There are different ways TDA can contribute to machine learning tasks [AAJNPS-2024]. One of them, if to use TDA to quantify some geometrical/topological aspects of the data set and use the resulting vectors as inputs for machine learning algorithms. As we explained before, there are many possible vectorization methods. The aim of our research was to compare a big collection of them in classiffication tasks of different classical data sets. The results were very surprising, vectors formed by list of numbers obtained from simple methods like mean, variance or persistent entropy were performing better than more sofisticated methods. The whole analysis can be found in [AAJNPS-2024]

Conclusions

One the conclusions obtained from these papers is that simple statistics, like length of the bars, percentiles of the birth/deaths or persistent entropy, have been understimated by the literature. A combination of them may outperform other vectoriations method as seen in [AAJNPS-2024]. In particular, as seen in [AJS-2021] unvariate statistical variables can help to quantify geometrical or topological features when the size of the studied data set is small, and depending on the nature of the studied data set, can also be robust to noise [AJS-2021, AGS-2020].

References

[MMH-2011] Y. Mileyko, S. Mukherjee, J. Harer. Probability measures on the space of persistence diagrams. Inverse Problems 12. 2011

[CGGJK-2015] H. Chintakunta, T. Gentimis, R. Gonzalez-Diaz, M.J. Jimenez, H. Krim. An entropy-based persistence barcode. Pattern Recognition 48-2. 2015

[BPCM-2016] M. Rucco, F. Castiglione, E. Merelli, M. Pettini. Characterisation of the Idiotypic Immune Network Through Persistent Entropy. Proceedings of ECCS 2014, Springer International Publishing. 2016.
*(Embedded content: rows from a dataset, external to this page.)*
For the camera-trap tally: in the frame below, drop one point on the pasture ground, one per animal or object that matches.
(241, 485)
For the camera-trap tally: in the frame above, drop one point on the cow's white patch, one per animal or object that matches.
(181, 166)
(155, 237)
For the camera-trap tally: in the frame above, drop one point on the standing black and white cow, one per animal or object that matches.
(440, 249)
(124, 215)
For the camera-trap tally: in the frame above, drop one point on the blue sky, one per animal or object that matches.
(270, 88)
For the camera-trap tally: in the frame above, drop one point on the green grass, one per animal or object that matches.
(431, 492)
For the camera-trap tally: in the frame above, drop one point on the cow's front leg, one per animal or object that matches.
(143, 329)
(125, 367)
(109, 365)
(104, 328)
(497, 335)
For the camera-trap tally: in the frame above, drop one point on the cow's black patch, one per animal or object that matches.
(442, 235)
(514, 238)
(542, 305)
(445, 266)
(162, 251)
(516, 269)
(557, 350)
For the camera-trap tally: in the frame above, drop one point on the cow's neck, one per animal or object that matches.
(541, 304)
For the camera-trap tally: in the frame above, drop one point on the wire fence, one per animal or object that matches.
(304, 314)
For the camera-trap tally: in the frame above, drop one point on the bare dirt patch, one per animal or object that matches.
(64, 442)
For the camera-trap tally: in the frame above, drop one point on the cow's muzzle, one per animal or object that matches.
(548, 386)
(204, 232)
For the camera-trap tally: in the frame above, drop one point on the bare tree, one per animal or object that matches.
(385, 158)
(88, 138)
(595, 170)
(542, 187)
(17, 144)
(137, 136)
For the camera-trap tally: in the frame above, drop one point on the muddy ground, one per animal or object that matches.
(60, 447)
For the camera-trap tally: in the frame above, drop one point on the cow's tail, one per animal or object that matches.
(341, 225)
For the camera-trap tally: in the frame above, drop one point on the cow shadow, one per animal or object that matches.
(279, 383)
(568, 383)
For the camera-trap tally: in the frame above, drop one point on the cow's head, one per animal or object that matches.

[AGS-2020] N. Atienza, R. González-Díaz, M. Soriano-Trigueros. On the stability of persistent entropy and new summary functions for topological data analysis. Pattern Recognition, 107, 107509. 2020.

[AJS-2021] N. Atienza, M.J. Jimenez, M. Soriano-Trigueros. Stable topological summaries for analyzing the organization of cells in a packed tissue. Mathematics, 9(15), 1723. 2021.

[ZKNHRP-2023] A.Zia, A. Khamis, J. Nichols, Z. Hayder, V. Rolland, L. Petersson. Topological Deep Learning: A Review of an Emerging Paradigm. arXiv:2302.03836, aug 2023.

[AAJNPS-2024] D. Ali, A. Asaad, M.J. Jimenez, V. Nanda, E. Paluzo-Hidalgo, M. Soriano-Trigueros. A survey of vectorization methods in topological data analysis. IEEE Transactions on Pattern Analysis and Machine Intelligence. 2023.